Postwachstum heißt für mich, dass wir einen Übergang von einer konsumorientierten zu einer wissensbasierten und sharing-zentrierten Wirtschaft gestalten. Dazu benötigen wir neue, nachhaltige Geschäftsmodelle, die ohne einen ständigen Expansions- und Mehrverbrauchsdruck auskommen. Neue Modelle und Instrumente also, die nicht zu einer einseitigen Konzentration von Markmacht und Profit führen. Gute Ansätze gibt es, etwa im Energie- und im Nahrungsmittelsektor oder auch im Bereich der Open-Source Software. Die Digitalisierung kann helfen, dezentrale, nachbarschaftliche Energiesysteme zu betreiben, sogenannte Micro Grids, die auf erneuerbare Quellen zurückgreifen. Auch ein flächendeckender Ausbau des „Food Sharing“ ist denkbar, bei dem Supermärkte abgelaufene, aber noch gut konsumierbare Lebensmittel an „Food Saver“ abgeben, die sie dann verteilen. Kommunale Vernetzungs- und Tauschbörsen wiederum können eine Re-Regionalisierung von Teilen der Wirtschaft befördern. All diese auf Kollaboration basierende Ausprägungen sind sinnvoll.

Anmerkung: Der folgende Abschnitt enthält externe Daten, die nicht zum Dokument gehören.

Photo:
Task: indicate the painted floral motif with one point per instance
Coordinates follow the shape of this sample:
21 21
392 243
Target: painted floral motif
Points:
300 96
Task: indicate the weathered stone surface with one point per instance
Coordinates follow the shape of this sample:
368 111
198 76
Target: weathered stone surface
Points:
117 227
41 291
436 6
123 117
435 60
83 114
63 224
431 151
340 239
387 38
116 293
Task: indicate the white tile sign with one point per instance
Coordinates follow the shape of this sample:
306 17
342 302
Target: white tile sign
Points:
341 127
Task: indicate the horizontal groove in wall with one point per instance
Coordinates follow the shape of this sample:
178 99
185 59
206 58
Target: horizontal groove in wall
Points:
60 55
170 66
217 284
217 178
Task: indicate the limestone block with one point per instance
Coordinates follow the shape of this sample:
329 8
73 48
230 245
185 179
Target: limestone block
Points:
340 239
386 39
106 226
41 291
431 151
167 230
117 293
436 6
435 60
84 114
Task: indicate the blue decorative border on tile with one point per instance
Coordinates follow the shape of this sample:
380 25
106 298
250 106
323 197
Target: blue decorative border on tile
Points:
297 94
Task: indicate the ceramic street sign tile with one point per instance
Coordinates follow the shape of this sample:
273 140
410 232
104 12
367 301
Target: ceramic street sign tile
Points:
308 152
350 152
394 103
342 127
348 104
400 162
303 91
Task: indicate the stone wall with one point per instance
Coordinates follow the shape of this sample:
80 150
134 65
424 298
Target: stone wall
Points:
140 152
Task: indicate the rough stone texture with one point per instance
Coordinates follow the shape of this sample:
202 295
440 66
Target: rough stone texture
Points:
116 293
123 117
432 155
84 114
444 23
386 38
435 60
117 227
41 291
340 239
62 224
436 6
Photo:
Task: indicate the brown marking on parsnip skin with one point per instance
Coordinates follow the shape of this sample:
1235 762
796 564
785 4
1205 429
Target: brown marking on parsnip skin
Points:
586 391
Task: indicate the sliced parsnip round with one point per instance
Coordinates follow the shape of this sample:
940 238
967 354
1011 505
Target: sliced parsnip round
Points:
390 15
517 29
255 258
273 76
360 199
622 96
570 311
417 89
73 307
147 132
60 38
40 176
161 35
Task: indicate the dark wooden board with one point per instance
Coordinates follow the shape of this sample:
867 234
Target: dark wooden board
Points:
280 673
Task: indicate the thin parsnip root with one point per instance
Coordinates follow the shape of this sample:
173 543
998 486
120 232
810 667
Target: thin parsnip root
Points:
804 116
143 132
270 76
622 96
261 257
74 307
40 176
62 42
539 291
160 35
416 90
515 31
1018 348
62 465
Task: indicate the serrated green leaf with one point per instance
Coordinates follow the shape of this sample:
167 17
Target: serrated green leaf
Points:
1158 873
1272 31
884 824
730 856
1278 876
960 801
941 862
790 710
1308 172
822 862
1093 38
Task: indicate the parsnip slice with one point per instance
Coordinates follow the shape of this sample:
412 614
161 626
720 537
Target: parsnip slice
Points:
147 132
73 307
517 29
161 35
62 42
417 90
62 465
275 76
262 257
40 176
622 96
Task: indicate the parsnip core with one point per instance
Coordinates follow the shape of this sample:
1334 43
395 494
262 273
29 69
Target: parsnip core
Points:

Spätestens hier wird deutlich, wie sehr die soziale Frage und die Digitalisierung zusammenhängen. Wer profitiert von ihr, wer wird mitgenommen? Wie demokratisch ist die Produktionsseite? Wie sichern wir einen gesunden Wettbewerb? Und was machen wir mit jenen, die aufgrund von KI und der zunehmenden Automatisierung ihren Arbeitsplatz verlieren oder die nicht mehr mitkommen, weil ihnen das Wissen oder die Fähigkeiten fehlen? Brauchen wir ein bedingungsloses Grundeinkommen oder eine Verkürzung der Arbeitszeit auf 32 oder 26 Stunden, um sie aufzufangen, so dass auch weiterhin weite Teile der Gesellschaft an den Chancen der Erwerbsarbeit teilhaben können? Diese Debatte ist endlich offener und entschlossener zu führen, denn die Früchte des digitalen Fortschritts müssen fair und gerecht verteilt werden.